Koşul kelimesinin anlamını bilmeyeniniz yoktur diye düşünüyorum. Gene de anlamını bir kez daha hatırlatmış olayım. Koşul, başka bir şey olursa gerçekleşirse ya da yerine gelirse olması gereken şey, gereklilik. Bir şeyin kendi özelliğini kazanabilmesi için bulunması gereken durum, gerekli özellik. TDK.
***
Bizlerin de belli başlı durumlarda kullandığımız bir kelime. Bazı insanlar her seçimde bu kelimeyi kullandıklarını belli ediyorlar. Örnek verecek olursak; kış mevsiminde doğal gazın fiyatından dolayı her koşulda üşümeye razıyız, yazları sıcakta elektrik pahalı olduğu için klimayı açamasak bile terlemeye her koşulda razıyız, yılda bir kez bile paramız olmadığı için tatile gidememeye her koşulda razıyız, çocuklarımızın beslenme çantalarına yeterince besin koyamayacağımızı bilmemize rağmen biz her koşula razıyız, evde beslediğimiz hayvanlarımıza özel mamalar alamasak onların vitaminlerini yeterince veremese ve aşılarını yaptıramasak ve haklarına girdiğimizi bilmemize rağmen biz her koşula razıyız, savunmadığımız desteklemediğimiz için özgür düşüncemiz yüzünden özgürlüğümüzün elimizden alınacağını bilmemize rağmen biz her koşula razıyız, kadınlarımız ve kızlarımız sokakta adalet yerinde tecelli etmediği için rahat yürüyemeyeceklerini bilmemize rağmen biz her koşulda başlarına her türlü kötülüğün gelmesine razıyız, dediler ve hiç düşünmeden oy verdiler ama bizler bilinçli insanlar bu koşulların hiçbirine razı değiliz!
CAN GÜVENLİĞİMİZ SIFIR
Peki kitap okumayan okusa da anlamayan araştırmadan öğretildiği gibi dini yaşayan insanların her koşula razı olmalarının bedelini bütün ülke nasıl mı ödüyoruz? Sokakta kadınlar olarak rahat bakmayı geçtim sokaktaki hayvanların bile can güvenliği yok. Halbuki onlar kimseyi tahrikte etmiyor. Yazın gezemiyoruz farklı yerleri keşfetmeyi bırakın, köyümüze bile gidemiyoruz. Kışları üşüyor yazları sıcaktan yanıyoruz. Üniversite okuyabilmek için okulumuzun olduğu şehirde iş bulmak zorunda kalıyoruz. Özgürce düşünemiyor istediğimiz gibi yazamıyoruz. Çocuklarımıza yeterli vitamin veremiyoruz.
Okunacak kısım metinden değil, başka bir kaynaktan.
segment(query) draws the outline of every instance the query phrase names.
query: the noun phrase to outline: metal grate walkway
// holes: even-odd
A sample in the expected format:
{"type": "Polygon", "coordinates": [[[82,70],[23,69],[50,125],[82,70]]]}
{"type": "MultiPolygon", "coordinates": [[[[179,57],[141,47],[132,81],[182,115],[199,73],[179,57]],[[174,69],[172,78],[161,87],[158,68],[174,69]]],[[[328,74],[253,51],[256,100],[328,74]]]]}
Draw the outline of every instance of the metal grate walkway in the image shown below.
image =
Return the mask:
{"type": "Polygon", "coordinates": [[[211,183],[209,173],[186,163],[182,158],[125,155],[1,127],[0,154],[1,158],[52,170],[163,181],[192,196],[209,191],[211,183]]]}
Çünkü et, balık, tavuk alamıyor pazarda her şeyden yarım kilo alabiliyoruz.
***
Her şey pahalı olduğu için evimizin huzurunu da sağlayamıyor, kendimizi ve yuvamızı dağıtır halde buluyoruz. Bunları okurken bile lanet okuyabilirsiniz. Benim yazarken etmediğim küfür kalmıyor. Biz şanlı Türk milleti neden bu kadar cahilce kararlar veriyoruz ki? Din kisvesi adı altında verdiğiniz kararlar nasıl etkiliyor görüyorsunuz hatta görmekle kalmıyor bizzat yaşıyorsunuz. Avrupa’da “gevır” diye adlandırdığınız “ecnebi”diye beğenmediğiniz insanların hiçbiri kendi ülkelerinde bu yazdıklarımı yaşamıyor. Demek ki neymiş? Dinine diline değil, insan olmasına bakılmalıymış. Koşulları kendi çıkarlarındansa halkın huzuruna bakarak sağlayabilen insanlara oy verebildiğimiz, tercih yaparken her koşulda değil de hiçbir koşulda kabul edemem demekten korkmadığımız güneşli günlerde görüşmek üzere. Vesselam.